The 151-MHz flux densities have been indirectly
scaled to the 6C flux scale. The required
scalefactors were determined from the final 7C
survey catalogue for each field using the method
described by Visser et al. (1995).
Where there was no published optical
identification, Digitized Sky Survey images were
examined at the radio positions. An identification
is reported if an optical object is seen with a
separation from the radio position less than or
equal to the error in the radio position or
5 arcsec, whichever is the larger.
As discussed in Section 2, the sensitivity of the
observations to flux density variations is a
function of the brightness of the source; for the
brightest sources (151-MHz flux density -1 Jy)

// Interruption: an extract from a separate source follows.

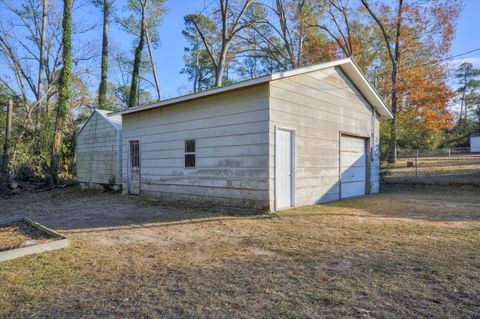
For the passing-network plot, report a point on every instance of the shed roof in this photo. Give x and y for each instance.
(348, 66)
(115, 119)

variations at the 5 per cent level can be
detected, whilst for the faintest sources the
limit is much higher than this. Significant
variations have been observed on a range of
time-scales from 1 to 12 years. Amongst the 72
sources for which the chance of being a true
variable is greater than 0.8, typical maximum flux
density variations of 15-25 per cent are seen;
eight objects show variations greater than 50 per
cent, with one source varying by more than 100 per
cent.
6 Conclusions
From a total of about 6000 sources mapped with the
CLFST at 151 MHz, 207 have been found for which
the flux density variations between at least two
epochs appear significant at greater than the 3sigma
level. Given the analysis method adopted, about
half of these sources are likely to be genuine
variables; a high proportion of these genuine
variables have varied by 3.5sigma over more than one
pair of epochs. Fractional flux density variations
of between 5 and 100 per cent (typically 15-25 per
cent) have been detected on a range of time-scales
between 1 and 12 years. The results will be
discussed in later papers.